Tuesday, July 10, 2007

science and poetry

sculpture at the Royal Society, originally uploaded by supafly.

As I'm writing this I am being driven crazy by the construction that starts outside around 9:30 every morning. There's always hammering or drilling happening with the occasional swear word thrown in. The worst though is the constant 80's and 90's music that they play. It's all the cheesy stuff too....that's better - I just put on my noise cancelling headphones and am listening to Blossom Dearie instead. (I could also just move to the front room, but why do that?)

On Thursday I went back to the Royal Society for the last day of the Science Exhibition. On the way, I walked by Trafalger square and the Mall. They were setting up bleachers and big screens in Trafalger for the Tour de France opening ceremonies tomorrow and the mall was closed to traffic. It was lined with new trucks and Tour de France vehicles. I walked over to Carlton Terrace and up the stairs of the Royal Society.

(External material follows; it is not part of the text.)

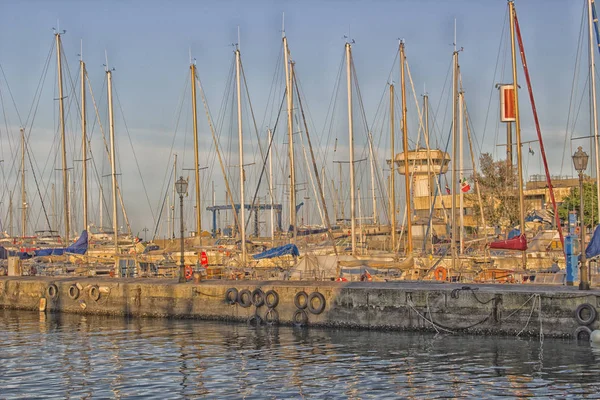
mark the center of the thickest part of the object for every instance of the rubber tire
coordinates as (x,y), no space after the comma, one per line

The only quiet exhibit room contained information on primate language. You could listen to different chimpanzee sounds and the researcher's explanation for what it means. They also had a machine that showed pitch and loudness of different primate sounds and a microphone so you could try matching their sounds. I tried a few times, but the room was so quiet so it was quite embarrassing to hear myself trying to sound like an orangutan for example.

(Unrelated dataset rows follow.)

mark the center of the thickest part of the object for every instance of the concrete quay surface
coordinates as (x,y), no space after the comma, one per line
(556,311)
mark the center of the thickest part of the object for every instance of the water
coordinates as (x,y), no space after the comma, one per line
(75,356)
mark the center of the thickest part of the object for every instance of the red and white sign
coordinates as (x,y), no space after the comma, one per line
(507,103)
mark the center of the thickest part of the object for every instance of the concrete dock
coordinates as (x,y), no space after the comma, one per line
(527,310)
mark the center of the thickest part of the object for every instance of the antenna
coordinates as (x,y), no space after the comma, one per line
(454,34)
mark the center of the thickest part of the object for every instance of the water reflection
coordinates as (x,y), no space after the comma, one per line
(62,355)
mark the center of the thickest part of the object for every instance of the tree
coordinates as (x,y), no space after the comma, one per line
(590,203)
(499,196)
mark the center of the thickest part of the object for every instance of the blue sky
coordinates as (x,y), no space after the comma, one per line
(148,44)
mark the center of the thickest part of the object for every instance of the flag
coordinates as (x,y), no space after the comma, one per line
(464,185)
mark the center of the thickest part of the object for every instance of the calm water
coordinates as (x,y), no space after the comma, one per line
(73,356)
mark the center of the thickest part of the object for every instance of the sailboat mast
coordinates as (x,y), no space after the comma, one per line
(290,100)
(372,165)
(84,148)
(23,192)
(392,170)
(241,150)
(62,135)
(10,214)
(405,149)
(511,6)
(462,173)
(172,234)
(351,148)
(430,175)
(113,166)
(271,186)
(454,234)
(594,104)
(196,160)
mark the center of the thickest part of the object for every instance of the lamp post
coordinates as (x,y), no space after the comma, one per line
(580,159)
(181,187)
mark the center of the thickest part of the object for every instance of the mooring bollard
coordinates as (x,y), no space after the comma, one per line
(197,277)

There was another room that was loud with the sound of airplanes taking off. They are trying to develop technology for quieter aircraft. One of their simplest and most brilliant solutions was to point the engines up instead of down so that most of the sound was above the plane rather than below it. They also gave out cool portable frisbees.

An exhibit about life in the canopy of the rainforest had many arthropod specimens. There were huge beetles and ones so tiny they looked almost like specks of dust. There were also a few live samples, including dung beetles, a millipede, and a centipede.

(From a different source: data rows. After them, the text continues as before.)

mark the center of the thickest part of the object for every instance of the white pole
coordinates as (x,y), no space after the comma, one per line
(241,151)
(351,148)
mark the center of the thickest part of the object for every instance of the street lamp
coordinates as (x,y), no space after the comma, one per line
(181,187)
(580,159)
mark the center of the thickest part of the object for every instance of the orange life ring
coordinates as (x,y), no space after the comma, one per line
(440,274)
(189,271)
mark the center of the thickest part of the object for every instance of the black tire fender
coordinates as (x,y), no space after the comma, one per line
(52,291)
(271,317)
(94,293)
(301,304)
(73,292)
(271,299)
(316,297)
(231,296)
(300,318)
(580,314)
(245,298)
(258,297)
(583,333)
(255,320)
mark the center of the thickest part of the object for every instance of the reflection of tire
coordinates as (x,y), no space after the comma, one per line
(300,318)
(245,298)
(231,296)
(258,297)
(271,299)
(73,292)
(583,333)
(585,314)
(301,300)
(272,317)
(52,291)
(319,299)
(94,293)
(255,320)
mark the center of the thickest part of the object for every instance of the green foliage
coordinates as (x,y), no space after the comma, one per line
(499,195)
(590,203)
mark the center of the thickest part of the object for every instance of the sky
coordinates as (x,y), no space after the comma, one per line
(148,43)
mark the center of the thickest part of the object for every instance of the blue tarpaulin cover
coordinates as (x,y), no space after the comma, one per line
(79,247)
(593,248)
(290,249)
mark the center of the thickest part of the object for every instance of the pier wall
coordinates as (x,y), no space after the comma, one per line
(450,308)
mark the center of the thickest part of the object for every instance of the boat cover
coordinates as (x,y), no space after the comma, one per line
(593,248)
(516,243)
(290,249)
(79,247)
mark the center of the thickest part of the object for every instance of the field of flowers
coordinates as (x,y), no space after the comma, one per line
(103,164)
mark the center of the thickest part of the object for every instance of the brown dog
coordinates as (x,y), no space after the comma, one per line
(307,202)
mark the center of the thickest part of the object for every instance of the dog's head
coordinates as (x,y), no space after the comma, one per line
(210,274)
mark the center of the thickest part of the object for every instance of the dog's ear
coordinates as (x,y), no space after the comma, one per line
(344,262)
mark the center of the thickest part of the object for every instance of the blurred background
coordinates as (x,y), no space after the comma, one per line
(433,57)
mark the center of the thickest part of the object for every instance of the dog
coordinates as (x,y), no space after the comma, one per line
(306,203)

In the basement of the Royal Society were the last few exhibits. The clothes of some of the first arctic explorers were on display. I couldn't imagine staying warm in such thin layers of cloth - they must have been cooooold! One of the coolest exhibits let you control a mini ROV (Robot Operated Vehicle) that was in a large fish tank. It's similar to playing the game where you try to pick up things with a robotic claw, except you watch what you are doing on a tv screen and it's hard to do something 3-dimensionally from a 2-dimensional image. Kids were once again overwhelming the exhibit so I just watched them bicker with one another about whose turn it was and how so and so was hogging the machine.

After watching all the exhibits, I walked down to Regent street to Habitat, a store with similar goods for sale as Crate and Barrel. The biggest difference was the in-house wurlitzer organ that was being played when I walked in. There were several old people gathered on couches near the organ and I joined them for a little while.

Next, I walked down to Carnaby street. I was going to get some sticky toffee pudding, but decided I better have something more substantial and sat down in a quiet corner of a pub for sausage and mash instead.

After taking some time to read and rest, I took the tube to the Southbank Centre. I walked through their Operation Soapbox maze, where people could leave messages throughout and then went next door for a poetry slam. All the poets were teenagers and many of their works were about the violence they had seen. The two that impressed me the most were only 12-years old and great beatboxers!